Bucking the Odds
Former Virginia Gov. Jim Gilmore’s announcement this afternoon that he will seek the Republican nomination for Senate to run against another former governor has been expected for some time. The common wisdom is that he will face an all but impossible task if he really hopes to beat former Gov. Mark Warner (D).
He will, after all, be running in a year that most inside-the-Beltway observers expect to be a strongly Democratic year at all levels, and the interim signs in Virginia itself aren’t all that promising. Warner left office with a high approval rating and was, until deciding he wanted to move across the Potomac as a senator, considered a possible Democratic vice presidential nominee. Moreover, Virginia these days is widely believed to be changing color rather rapidly, from red to purple, and perhaps to blue by the fall of 2008.

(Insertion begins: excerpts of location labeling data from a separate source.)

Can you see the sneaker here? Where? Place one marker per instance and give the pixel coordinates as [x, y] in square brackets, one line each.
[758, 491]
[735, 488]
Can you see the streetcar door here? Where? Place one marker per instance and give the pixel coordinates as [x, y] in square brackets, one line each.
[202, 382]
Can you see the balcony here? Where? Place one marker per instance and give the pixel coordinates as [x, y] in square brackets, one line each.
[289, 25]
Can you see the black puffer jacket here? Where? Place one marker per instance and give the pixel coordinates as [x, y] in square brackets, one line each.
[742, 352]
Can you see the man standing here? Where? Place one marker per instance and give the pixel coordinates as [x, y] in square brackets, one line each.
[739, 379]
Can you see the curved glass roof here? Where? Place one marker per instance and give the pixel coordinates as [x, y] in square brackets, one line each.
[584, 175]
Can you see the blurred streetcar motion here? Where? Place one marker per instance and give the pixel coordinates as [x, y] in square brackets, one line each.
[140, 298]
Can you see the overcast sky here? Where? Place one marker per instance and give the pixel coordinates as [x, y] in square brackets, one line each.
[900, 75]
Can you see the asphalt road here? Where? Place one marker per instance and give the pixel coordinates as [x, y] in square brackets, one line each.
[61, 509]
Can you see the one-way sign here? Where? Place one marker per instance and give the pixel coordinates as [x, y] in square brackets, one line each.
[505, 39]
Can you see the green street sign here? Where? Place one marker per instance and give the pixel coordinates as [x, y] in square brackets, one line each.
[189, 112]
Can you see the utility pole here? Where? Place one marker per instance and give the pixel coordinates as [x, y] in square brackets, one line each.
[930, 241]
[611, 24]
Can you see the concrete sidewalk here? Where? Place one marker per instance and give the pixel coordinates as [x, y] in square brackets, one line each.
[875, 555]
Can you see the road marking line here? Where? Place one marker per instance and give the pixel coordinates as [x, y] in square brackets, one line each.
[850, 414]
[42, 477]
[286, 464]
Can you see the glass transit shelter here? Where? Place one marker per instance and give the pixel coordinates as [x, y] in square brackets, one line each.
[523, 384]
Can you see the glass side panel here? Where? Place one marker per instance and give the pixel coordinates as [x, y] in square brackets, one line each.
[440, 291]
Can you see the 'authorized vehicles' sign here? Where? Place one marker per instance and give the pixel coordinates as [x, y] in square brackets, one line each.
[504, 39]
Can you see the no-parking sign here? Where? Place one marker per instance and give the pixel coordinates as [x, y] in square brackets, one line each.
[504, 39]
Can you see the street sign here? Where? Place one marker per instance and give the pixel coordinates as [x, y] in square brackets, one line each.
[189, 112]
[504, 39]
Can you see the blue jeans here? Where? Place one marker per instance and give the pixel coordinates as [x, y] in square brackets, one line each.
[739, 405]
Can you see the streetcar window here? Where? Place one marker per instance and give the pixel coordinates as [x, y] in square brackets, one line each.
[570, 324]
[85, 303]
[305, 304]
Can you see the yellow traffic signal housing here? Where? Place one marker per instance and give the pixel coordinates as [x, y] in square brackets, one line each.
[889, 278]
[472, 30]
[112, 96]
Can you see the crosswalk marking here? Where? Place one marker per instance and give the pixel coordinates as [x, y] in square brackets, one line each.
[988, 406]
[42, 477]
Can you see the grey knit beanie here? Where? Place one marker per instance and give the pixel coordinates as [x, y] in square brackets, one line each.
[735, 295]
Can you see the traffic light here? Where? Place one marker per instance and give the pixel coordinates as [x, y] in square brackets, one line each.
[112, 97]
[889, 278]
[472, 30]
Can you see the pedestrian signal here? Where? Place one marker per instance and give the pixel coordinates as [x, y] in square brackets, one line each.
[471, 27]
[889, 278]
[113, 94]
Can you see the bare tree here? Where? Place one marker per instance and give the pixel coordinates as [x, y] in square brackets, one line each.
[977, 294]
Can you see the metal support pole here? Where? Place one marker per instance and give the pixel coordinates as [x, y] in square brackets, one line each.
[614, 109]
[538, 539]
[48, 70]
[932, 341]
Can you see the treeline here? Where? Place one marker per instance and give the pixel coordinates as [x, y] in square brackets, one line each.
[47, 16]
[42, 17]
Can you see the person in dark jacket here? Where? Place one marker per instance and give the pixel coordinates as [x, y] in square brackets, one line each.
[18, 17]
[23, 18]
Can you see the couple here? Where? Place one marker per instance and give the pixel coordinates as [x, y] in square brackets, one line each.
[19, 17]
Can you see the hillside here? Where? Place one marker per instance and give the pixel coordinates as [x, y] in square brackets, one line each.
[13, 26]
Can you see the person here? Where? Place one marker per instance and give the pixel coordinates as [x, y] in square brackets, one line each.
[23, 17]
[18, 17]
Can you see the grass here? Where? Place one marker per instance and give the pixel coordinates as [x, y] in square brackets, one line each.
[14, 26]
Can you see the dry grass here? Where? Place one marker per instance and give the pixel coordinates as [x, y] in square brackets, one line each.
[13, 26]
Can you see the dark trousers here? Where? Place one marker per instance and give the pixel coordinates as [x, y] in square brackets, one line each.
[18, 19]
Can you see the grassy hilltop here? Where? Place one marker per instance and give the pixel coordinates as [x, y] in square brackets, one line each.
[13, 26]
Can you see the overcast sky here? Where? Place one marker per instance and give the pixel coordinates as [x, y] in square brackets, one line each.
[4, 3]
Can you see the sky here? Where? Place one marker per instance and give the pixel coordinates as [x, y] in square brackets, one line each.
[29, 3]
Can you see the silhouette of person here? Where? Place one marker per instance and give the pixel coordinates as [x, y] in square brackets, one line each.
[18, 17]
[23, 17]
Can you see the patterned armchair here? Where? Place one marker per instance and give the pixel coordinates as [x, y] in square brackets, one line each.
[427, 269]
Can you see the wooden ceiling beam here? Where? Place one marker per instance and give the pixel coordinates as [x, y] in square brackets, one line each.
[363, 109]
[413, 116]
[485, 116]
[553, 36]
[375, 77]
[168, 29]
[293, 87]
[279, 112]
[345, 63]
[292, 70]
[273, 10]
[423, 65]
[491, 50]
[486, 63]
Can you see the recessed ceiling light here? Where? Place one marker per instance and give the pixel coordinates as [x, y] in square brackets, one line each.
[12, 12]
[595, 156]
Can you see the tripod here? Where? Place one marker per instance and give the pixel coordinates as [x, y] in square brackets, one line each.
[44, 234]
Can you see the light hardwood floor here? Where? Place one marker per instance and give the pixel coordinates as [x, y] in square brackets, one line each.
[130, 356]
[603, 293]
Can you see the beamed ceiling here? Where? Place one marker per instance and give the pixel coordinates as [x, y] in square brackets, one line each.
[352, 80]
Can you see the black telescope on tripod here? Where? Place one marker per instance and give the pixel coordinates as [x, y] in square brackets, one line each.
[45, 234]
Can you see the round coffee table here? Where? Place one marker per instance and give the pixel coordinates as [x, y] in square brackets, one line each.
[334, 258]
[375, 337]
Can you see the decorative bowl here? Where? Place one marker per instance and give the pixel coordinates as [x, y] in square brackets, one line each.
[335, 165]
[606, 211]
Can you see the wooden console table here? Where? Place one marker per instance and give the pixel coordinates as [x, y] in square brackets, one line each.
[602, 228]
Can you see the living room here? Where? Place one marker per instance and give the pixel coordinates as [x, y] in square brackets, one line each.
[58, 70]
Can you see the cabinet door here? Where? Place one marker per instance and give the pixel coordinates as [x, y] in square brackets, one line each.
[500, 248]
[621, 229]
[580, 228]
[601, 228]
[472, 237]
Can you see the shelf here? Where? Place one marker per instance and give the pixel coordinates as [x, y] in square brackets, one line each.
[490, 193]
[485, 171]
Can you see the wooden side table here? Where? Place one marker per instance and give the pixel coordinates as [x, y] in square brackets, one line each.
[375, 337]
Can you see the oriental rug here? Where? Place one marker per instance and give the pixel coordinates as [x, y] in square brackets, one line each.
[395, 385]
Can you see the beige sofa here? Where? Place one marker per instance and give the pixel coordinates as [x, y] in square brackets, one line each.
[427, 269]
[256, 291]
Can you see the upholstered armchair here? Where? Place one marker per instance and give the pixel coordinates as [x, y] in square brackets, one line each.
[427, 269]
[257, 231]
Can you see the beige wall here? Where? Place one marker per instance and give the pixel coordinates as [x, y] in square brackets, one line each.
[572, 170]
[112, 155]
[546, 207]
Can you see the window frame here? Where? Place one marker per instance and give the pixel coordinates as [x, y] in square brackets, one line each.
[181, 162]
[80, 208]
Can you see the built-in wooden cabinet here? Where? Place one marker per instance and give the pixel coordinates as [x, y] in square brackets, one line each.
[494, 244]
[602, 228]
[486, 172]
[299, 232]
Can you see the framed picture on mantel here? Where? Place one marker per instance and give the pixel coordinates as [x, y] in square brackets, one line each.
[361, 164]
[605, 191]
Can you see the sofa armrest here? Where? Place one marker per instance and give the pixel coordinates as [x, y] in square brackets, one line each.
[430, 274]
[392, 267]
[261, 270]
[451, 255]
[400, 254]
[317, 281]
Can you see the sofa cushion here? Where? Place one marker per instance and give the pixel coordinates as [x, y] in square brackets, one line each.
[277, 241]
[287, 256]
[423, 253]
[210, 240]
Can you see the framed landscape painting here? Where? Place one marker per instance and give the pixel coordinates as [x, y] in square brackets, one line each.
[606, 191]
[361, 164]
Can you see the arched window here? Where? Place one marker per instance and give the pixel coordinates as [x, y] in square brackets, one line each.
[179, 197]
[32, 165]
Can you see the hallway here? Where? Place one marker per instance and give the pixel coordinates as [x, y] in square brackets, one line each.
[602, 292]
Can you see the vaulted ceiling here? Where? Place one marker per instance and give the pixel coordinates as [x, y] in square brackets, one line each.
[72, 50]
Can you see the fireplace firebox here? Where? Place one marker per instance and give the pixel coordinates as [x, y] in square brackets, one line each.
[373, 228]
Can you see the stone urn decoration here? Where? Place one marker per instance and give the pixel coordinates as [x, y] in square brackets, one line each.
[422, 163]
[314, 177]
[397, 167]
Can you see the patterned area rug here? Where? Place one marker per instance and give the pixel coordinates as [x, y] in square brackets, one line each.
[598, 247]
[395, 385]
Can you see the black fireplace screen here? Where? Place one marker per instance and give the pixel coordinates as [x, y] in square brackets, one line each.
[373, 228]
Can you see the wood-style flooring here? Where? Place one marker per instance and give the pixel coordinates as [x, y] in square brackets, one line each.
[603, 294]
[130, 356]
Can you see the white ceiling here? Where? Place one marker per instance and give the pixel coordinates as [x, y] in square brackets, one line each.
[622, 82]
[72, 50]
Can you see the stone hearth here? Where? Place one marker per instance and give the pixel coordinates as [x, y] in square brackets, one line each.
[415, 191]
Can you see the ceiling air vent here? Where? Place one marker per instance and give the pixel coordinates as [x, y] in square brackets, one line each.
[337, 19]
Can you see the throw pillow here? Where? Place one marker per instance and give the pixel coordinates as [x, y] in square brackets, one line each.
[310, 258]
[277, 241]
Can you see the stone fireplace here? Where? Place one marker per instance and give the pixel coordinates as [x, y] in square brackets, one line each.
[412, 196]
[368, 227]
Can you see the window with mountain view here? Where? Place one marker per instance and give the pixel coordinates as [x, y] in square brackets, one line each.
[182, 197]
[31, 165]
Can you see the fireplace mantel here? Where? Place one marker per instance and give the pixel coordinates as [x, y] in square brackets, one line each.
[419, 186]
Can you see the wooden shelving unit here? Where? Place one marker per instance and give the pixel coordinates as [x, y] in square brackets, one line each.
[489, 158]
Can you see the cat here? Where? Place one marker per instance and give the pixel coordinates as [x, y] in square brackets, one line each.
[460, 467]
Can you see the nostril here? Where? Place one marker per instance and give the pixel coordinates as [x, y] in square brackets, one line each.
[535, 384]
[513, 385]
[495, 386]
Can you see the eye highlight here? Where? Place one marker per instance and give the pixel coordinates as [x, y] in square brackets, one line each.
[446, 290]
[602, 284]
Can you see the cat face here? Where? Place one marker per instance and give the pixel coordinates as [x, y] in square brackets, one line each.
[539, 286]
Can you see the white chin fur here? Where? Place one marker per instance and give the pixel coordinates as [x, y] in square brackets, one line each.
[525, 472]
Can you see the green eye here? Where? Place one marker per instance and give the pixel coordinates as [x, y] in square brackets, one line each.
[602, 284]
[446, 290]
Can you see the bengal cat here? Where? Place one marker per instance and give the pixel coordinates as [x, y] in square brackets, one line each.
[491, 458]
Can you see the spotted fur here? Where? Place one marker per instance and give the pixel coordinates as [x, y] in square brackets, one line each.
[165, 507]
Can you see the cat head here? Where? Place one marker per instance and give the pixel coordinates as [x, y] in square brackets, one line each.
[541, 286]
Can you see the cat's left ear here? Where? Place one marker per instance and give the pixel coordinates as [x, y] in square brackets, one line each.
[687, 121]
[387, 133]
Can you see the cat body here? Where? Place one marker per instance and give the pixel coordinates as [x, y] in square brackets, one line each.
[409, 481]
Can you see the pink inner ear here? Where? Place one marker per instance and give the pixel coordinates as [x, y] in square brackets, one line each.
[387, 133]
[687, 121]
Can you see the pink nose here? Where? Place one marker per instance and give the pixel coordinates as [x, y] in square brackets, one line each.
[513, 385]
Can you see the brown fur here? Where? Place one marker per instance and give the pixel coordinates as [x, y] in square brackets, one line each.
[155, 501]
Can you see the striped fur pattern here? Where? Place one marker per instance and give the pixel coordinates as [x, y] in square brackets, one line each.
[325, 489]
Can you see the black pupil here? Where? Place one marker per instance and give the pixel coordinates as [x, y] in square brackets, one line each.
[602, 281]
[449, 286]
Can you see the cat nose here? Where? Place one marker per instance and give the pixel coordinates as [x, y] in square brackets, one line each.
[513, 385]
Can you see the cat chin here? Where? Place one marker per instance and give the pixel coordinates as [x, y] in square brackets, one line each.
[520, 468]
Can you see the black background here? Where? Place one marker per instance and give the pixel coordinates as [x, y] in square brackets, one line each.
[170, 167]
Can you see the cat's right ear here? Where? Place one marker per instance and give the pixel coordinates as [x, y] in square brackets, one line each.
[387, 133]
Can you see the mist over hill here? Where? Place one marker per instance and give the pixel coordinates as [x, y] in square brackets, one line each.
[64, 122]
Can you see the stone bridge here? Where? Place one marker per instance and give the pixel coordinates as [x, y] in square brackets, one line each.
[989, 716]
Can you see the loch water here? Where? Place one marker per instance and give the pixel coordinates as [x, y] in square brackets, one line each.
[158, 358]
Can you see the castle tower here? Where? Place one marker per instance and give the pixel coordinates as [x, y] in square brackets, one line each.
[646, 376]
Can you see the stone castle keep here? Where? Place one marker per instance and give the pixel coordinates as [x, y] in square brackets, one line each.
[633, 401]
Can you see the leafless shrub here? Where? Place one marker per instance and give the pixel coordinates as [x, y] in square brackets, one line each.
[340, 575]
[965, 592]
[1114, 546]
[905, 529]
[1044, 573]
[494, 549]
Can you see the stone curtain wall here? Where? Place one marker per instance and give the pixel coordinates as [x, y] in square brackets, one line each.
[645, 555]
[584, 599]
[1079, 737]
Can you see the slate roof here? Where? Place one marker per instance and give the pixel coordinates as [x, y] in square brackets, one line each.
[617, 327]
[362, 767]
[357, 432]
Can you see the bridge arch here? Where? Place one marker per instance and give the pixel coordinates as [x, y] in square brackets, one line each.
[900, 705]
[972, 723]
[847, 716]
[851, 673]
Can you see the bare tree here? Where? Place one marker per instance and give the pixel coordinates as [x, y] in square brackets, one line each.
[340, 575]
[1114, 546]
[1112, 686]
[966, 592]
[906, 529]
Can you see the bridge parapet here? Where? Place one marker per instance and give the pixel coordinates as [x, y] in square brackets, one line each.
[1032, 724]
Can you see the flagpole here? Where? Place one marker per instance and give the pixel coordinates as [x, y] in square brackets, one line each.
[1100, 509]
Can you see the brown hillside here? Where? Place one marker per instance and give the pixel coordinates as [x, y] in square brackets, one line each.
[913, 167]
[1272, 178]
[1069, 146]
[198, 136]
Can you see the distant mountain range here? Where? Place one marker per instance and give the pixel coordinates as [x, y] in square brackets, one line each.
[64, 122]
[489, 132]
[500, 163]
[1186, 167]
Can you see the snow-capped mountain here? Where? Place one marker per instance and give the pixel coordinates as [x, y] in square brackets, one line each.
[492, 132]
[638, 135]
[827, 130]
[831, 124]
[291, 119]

Northern Virginia Rep. Tom Davis (R) bowed out of the race once he saw Warner’s head-to-head poll numbers and denounced his fellow Republicans on his way out because he firmly believes the Virginia GOP has to move quickly to the left to win in Northern Virginia and, hence, statewide. Gilmore is just too conservative and hard-headed to move in that direction, but is willing to make the race that others view as hopeless.
The fact is that Gilmore has never been one to accept the common wisdom and has often bucked the odds successfully. When he ran for governor, he was considered somewhat lackluster by those who are supposed to know these things, and it was assumed he’d lose. But he latched onto the tax issue, realizing that his fellow Virginians had come to hate the so-called car tax, and wouldn’t let go. He won and before he was through managed to maneuver Republicans into control of both houses of the state legislature.
He’s a principled conservative with real credentials. The strategic question Virginia Republicans have to contend with is whether from a pragmatic standpoint a steadfast conservative like Gilmore has a better chance statewide than the sort of candidate Tom Davis and some in the business community might favor. In the recent legislative elections, the Republicans lost control of the Senate and a few House of Delegates seats, but most of the supposedly “too conservative” incumbents won, even in Northern Virginia, while their more moderate colleagues found themselves in real trouble.
These results apparently encouraged rather than discouraged Gilmore, who seems willing to bet both that the common wisdom may be wrong again this time; that if Virginia is moving left, it may not be moving quite as fast as some believe; and that by hard work and with a conservative message he can find an opening that will allow him to compete, even against Mark Warner.
He may or may not be right, but Jim Gilmore is a candidate who can’t be dismissed lightly. He’s slain dragons before and might just do it again. The real question is whether he can establish enough credibility at the outset to raise the money he’ll need to keep his detractors from killing his campaign while it’s still in its cradle.